Von Anne Kostrzewa, Berlin

Wer in Deutschland einen Studienplatz ergattern will, hat es schon mit deutschen Zeugnissen nicht immer leicht. Noch schwieriger ist es für Flüchtlinge. Normalerweise wählen die Unis ihre Studenten selbst aus, die meisten Länder machen dazu keine Auflagen. Nur in Berlin war es Asylsuchenden und Geduldeten bislang nahezu unmöglich, sich an der Uni einzuschreiben. Die Ausländerbehörde berief sich dort auf eine Weisung, die diesen Antragstellern ein Studium "nicht gestattet".

Am Dienstag vergangener Woche kam nun die Kehrtwende. Der Berliner Senat stellte ein Papier vor, in dem es heißt, ein Studium solle künftig "nicht aufenthaltsrechtlich untersagt werden"- eine kleine Revolution. Noch Anfang August hatte Innensenator Frank Henkel (CDU) gesagt, er sehe "keinen Änderungsbedarf". Seine Verwaltung verwies auf "erhebliche Kosten", die einem "integrationspolitischen Ertrag" gegenüberstehen müssten. Kritik gab es vor allem vom Koalitionspartner. Bildungssenatorin Sandra Scheeres und Integrationssenatorin Dilek Kolat (beide SPD) hatten Henkel bereits im Mai schriftlich aufgefordert, die Auflagen fallen zu lassen.

Während die akademische Integration in Berlin jetzt langsam anläuft, sind andere Bundesländer schon deutlich weiter. Immer mehr Hochschulen nehmen Asylbewerber kostenfrei als Gasthörer auf, zum Beispiel in Bochum, Hildesheim, Bremen, Greifswald und Erlangen-Nürnberg. An der Hochschule Duisburg-Essen sollen Asylbewerber von Herbst an kostenlos studieren können. Die Uni Saarbrücken will sich mit fachspezifischen Deutschkursen und Eignungstest in den Landessprachen für asylberechtigte Flüchtlinge öffnen.

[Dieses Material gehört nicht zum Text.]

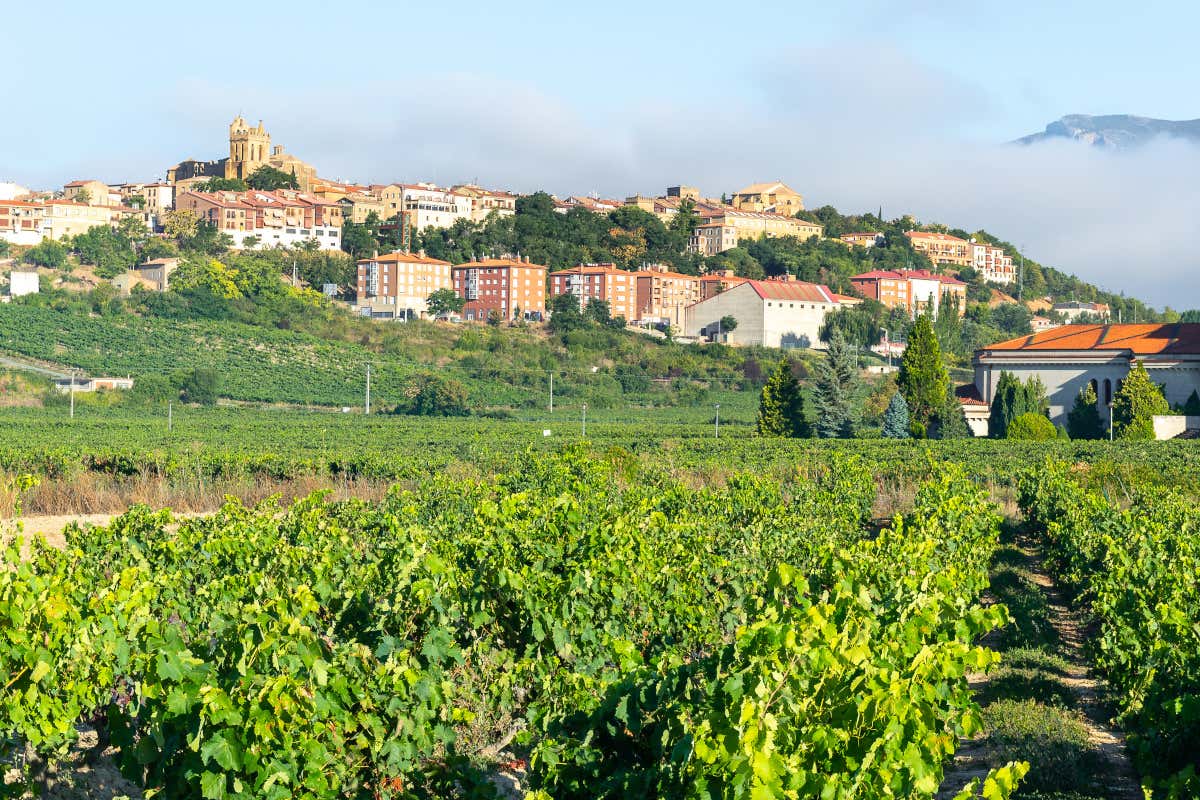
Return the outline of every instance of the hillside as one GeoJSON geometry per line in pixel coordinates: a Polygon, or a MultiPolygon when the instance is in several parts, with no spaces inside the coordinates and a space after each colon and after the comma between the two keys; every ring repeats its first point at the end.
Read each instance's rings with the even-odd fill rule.
{"type": "Polygon", "coordinates": [[[1200,119],[1154,119],[1130,114],[1068,114],[1051,122],[1041,133],[1022,136],[1015,144],[1030,145],[1057,139],[1073,139],[1095,147],[1130,150],[1158,137],[1200,143],[1200,119]]]}

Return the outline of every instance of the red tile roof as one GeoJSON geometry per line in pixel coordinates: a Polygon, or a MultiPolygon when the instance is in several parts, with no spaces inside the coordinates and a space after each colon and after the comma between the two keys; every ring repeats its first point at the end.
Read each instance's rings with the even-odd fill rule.
{"type": "Polygon", "coordinates": [[[979,389],[973,383],[959,386],[954,390],[954,396],[964,406],[987,406],[988,402],[979,396],[979,389]]]}
{"type": "Polygon", "coordinates": [[[915,279],[921,281],[938,281],[953,286],[966,286],[965,283],[958,278],[952,278],[949,275],[938,275],[936,272],[930,272],[927,269],[897,269],[897,270],[872,270],[864,272],[861,275],[854,275],[850,278],[851,281],[872,281],[879,279],[891,278],[892,280],[915,279]]]}
{"type": "Polygon", "coordinates": [[[357,263],[359,263],[359,264],[370,264],[370,263],[377,263],[377,264],[390,264],[390,263],[445,264],[447,266],[450,265],[449,261],[442,261],[440,258],[430,258],[429,256],[423,256],[423,255],[420,255],[419,253],[385,253],[384,255],[381,255],[378,258],[360,258],[357,263]]]}
{"type": "Polygon", "coordinates": [[[985,350],[1118,350],[1143,355],[1200,355],[1200,323],[1062,325],[1004,342],[985,350]]]}
{"type": "Polygon", "coordinates": [[[805,281],[747,281],[763,300],[802,300],[814,303],[836,303],[829,287],[805,281]]]}
{"type": "Polygon", "coordinates": [[[905,231],[905,236],[910,239],[932,239],[938,242],[949,242],[951,244],[970,244],[966,239],[960,239],[957,236],[951,236],[948,233],[932,233],[930,231],[905,231]]]}
{"type": "Polygon", "coordinates": [[[530,264],[515,258],[481,258],[478,261],[468,261],[465,264],[455,264],[455,269],[473,269],[476,267],[526,267],[528,269],[546,269],[542,264],[530,264]]]}

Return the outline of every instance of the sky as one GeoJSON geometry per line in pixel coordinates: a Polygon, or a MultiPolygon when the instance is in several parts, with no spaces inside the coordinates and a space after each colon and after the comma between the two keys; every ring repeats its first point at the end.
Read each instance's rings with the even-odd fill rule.
{"type": "Polygon", "coordinates": [[[161,178],[235,114],[320,174],[560,196],[783,180],[989,232],[1200,307],[1200,147],[1007,145],[1070,113],[1200,117],[1200,4],[990,0],[6,8],[0,181],[161,178]]]}

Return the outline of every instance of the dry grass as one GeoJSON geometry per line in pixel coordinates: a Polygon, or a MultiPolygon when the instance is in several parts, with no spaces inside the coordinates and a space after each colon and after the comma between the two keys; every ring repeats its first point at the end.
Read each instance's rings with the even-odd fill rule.
{"type": "MultiPolygon", "coordinates": [[[[148,475],[120,478],[82,473],[69,479],[43,480],[21,496],[21,506],[25,516],[120,514],[132,505],[200,513],[219,508],[228,497],[253,505],[279,495],[287,503],[316,491],[329,491],[335,500],[356,497],[377,501],[387,494],[390,485],[386,481],[317,476],[172,482],[148,475]]],[[[14,515],[16,498],[5,486],[0,480],[0,519],[14,515]]]]}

Das Land Baden-Württemberg vergab im Juni mithilfe des Deutschen Akademischen Austauschdienstes fünfzig Stipendien an junge Syrer, die in Deutschland weiterstudieren oder ein neues Studium aufnehmen wollen. Der grüne Ministerpräsident Winfried Kretschmann sagte: "Die jungen Menschen sollen die Chance bekommen, ihre Zukunft aktiv zu gestalten und sich fest in der Gesellschaft zu verankern." Sollten die Stipendiaten zurück in ihre Heimat gehen, könnten sie womöglich den Wiederaufbau mit Wissen vorantreiben, das sie in Baden-Württemberg erworben haben.

Und in Niedersachsen haben sich neun Hochschulen zu einer vom Land geförderten Initiative zusammengeschlossen, die Lehramtsstudenten fit macht für Sprachkurse in Erstaufnahmestellen und Asylheimen. Die LMU München bietet Flüchtlingen kostenfreie Rechtsberatung und medizinische Versorgung an.

"Alle durchführbaren und angemessenen Schritte"

Nach wie vor gibt es für Asylbewerber aber Probleme beim Hochschulzugang. Nicht alle Unis können es sich leisten, Gebühren zu erlassen. Und um an geeigneten Unis zu studieren, müssen Asylsuchende in der Nähe untergebracht sein. Hoch qualifizierte Flüchtlinge mussten oft ihre Zeugnisse auf der Flucht zurücklassen. Horst Hippler, Präsident der Hochschulrektorenkonferenz (HRK), rief die Unis deshalb auf, "die bestehenden rechtlichen Spielräume großzügig auszuschöpfen". Unter anderem verlangt die Lissabon-Konvention zur Anerkennung von Qualifikationen im Hochschulbereich, "alle durchführbaren und angemessenen Schritte" zu unternehmen, auch wenn Bewerber keine entsprechenden Nachweise haben. Die HRK fordert zudem mehr finanzielle Mittel für Unis und eine Aussetzung des Numerus clausus für anerkannte Flüchtlinge.

Das Bundeskabinett zog am Mittwoch die geplante Fristverkürzung für Bafög-Anträge vor. Wer 15 Monate im Land ist, darf demnach bereits von Januar an Förderung beantragen, nicht wie zuvor geplant erst im August 2016.